Monday, November 5, 2007

October Employment Report

On Friday, the BLS released its October "Employment Situation Summary." The report contains information from surveys of firms ("establishments") and households. Once again there is a disparity. According to the establishment survey, employment rose by 166,000 in October, but the household survey indicated a decline of 250,000. The household survey also reveals a decline in labor force participation, as 211,000 people are estimated to have left the labor force.

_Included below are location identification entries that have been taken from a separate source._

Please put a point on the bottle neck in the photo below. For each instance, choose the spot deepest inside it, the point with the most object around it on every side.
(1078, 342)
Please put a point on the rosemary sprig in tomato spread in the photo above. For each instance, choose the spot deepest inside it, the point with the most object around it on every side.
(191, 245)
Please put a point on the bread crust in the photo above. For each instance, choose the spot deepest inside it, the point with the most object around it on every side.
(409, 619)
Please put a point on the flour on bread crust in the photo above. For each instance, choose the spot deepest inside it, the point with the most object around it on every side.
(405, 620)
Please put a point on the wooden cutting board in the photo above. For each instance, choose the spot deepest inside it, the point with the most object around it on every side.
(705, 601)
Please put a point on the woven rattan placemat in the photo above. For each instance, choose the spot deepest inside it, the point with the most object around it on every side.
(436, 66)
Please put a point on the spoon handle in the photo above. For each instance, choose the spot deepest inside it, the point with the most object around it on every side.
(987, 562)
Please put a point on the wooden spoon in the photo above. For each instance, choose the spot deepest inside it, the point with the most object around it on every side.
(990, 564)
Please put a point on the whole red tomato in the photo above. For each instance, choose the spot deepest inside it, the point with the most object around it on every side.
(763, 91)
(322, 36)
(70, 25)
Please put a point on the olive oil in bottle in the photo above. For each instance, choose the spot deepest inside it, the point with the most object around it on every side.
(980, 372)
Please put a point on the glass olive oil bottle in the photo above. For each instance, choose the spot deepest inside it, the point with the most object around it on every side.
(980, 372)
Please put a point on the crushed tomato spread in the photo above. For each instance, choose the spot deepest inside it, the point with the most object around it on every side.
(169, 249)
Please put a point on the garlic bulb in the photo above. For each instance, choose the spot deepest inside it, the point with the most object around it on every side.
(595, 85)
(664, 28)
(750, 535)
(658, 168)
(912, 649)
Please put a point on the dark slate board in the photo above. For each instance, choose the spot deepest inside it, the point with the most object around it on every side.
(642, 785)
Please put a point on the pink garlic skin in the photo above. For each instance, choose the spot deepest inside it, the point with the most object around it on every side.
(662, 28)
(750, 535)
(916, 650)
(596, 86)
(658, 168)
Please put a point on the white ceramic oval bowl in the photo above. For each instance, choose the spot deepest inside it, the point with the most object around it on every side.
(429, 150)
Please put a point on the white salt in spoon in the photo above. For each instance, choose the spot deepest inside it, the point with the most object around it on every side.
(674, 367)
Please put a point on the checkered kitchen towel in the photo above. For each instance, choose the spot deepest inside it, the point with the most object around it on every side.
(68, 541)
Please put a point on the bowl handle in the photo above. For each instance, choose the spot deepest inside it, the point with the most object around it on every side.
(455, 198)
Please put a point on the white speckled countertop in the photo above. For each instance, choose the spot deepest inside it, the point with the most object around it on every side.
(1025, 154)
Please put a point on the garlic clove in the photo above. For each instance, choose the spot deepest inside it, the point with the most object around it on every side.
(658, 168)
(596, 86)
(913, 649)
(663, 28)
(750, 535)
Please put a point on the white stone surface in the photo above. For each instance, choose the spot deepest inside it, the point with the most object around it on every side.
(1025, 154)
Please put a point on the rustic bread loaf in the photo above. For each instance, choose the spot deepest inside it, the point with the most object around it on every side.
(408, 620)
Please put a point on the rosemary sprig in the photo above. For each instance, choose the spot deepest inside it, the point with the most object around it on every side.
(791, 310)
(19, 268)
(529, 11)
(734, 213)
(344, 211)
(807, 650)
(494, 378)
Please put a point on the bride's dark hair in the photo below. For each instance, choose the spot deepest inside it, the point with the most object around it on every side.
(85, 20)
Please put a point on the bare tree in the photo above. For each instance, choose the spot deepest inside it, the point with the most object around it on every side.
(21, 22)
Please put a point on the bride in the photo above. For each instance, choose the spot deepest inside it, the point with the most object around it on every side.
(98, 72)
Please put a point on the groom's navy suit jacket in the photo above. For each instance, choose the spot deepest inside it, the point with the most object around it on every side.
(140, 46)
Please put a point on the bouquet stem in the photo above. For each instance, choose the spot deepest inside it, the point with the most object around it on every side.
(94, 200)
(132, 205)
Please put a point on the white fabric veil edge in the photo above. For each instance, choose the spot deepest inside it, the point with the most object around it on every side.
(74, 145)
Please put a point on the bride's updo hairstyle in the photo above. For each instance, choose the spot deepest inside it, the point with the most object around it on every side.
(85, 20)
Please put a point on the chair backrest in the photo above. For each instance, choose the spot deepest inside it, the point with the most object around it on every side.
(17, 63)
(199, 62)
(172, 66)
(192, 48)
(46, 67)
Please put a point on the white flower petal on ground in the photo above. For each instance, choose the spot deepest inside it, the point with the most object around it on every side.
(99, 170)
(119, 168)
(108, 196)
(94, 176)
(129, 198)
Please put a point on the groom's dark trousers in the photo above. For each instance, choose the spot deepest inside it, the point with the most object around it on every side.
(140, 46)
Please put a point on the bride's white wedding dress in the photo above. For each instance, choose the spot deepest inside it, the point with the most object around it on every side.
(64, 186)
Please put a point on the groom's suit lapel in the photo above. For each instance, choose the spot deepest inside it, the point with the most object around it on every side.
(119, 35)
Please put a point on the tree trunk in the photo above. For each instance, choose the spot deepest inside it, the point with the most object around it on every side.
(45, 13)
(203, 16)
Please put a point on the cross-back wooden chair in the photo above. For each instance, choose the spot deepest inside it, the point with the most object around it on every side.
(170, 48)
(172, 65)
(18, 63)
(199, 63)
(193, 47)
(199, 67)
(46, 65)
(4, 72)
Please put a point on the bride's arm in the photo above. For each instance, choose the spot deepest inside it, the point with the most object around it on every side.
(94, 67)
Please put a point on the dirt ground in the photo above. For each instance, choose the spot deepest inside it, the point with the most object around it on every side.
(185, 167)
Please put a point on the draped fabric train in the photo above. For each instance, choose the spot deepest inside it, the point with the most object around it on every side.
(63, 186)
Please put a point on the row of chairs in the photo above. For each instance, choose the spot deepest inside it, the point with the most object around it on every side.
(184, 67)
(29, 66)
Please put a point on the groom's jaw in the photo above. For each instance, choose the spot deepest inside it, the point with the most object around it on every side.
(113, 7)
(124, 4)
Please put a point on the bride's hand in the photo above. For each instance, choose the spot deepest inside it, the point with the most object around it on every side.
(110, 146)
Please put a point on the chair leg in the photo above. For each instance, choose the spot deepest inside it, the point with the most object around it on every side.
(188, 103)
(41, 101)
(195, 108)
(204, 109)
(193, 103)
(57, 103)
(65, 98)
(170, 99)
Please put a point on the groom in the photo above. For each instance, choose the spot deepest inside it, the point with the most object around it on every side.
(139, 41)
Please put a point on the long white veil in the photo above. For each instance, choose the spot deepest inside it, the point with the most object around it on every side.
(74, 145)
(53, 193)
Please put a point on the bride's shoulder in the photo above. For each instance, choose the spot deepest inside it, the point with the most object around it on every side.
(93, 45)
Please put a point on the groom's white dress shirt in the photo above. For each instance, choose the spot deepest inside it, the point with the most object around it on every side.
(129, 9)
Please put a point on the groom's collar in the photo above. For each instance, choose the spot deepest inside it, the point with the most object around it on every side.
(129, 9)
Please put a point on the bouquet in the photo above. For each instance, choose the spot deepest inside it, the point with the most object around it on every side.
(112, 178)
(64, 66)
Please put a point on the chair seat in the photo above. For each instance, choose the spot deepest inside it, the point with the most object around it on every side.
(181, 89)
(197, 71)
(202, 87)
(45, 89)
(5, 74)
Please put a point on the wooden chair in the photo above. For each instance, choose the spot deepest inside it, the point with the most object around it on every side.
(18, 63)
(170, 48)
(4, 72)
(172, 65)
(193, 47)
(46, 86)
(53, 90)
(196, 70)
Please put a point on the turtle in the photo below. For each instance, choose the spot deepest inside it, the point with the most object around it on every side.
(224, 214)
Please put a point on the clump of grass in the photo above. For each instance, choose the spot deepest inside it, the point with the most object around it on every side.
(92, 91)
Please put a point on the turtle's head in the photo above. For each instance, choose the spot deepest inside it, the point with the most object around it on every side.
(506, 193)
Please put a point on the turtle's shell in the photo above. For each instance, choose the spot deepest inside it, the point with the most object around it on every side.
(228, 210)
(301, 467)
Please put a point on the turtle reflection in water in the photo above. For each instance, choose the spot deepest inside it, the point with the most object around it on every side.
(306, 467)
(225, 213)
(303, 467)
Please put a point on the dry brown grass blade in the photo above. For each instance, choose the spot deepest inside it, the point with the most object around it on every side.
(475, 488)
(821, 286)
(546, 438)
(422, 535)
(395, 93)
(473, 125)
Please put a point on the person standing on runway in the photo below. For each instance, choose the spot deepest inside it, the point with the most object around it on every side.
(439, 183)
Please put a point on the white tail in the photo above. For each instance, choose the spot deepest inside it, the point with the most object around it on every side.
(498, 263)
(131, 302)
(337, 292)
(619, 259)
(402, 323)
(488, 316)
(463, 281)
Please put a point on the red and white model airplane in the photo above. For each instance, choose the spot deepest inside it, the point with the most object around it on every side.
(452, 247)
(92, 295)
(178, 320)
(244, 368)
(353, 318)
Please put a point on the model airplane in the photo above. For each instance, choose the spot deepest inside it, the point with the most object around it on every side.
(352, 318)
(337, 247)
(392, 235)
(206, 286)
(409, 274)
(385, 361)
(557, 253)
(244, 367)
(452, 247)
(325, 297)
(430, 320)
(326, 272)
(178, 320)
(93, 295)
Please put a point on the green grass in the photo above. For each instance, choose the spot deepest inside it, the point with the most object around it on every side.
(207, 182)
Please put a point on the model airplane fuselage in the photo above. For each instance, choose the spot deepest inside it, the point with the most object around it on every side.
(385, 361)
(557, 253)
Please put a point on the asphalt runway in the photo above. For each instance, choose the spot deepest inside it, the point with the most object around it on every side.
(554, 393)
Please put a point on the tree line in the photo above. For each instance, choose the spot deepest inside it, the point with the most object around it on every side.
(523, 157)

So, what's going on? Floyd Norris explains why the job gains in the establishment survey data may be a figment of the BLS's methodology. Econbrowser's James Hamilton cuts through the month-to-month noise by looking at the 12-month changes in both numbers, and says "all of this leaves me with the impression of an economy in which employment continues to grow, though not quickly enough to prevent the unemployment rate from rising." Dean Baker argues that the best indicator is the employment-population ratio (and notes that Bernanke has made the same argument):
One of the peculiarities of this cycle is that labor market weakness has expressed itself far more in declining labor force participation rather than measured unemployment. The difference is that the unemployed tell surveyors that they are looking for jobs, whereas to not be counted in the labor force people say that they are neither employed nor looking for work. It doesn't seem plausible that 1.4 million people have just decided that they no longer feel like having a job, so presumably their decision to drop out reflects labor market weakness.
While the employment report was mixed, at best, the BEA reported quite healthy real GDP growth. Their "advance estimate" (subject to revision) for the third quarter (July-September) was a 3.9% annual rate of growth, with gains in consumption, exports and government purchases more than offsetting the decrease in residential fixed investment resulting from the decline in the housing market.

How should a central bank respond to such contradictory signals? In the statement announcing the cut in the fed funds target rate (which came out on Wednesday, after the BEA report, but before the BLS report), the FOMC said:
The Committee judges that, after this action, the upside risks to inflation roughly balance the downside risks to growth. The Committee will continue to assess the effects of financial and other developments on economic prospects and will act as needed to foster price stability and sustainable economic growth.
Or, as the Magic 8-ball might say, "reply hazy, try again."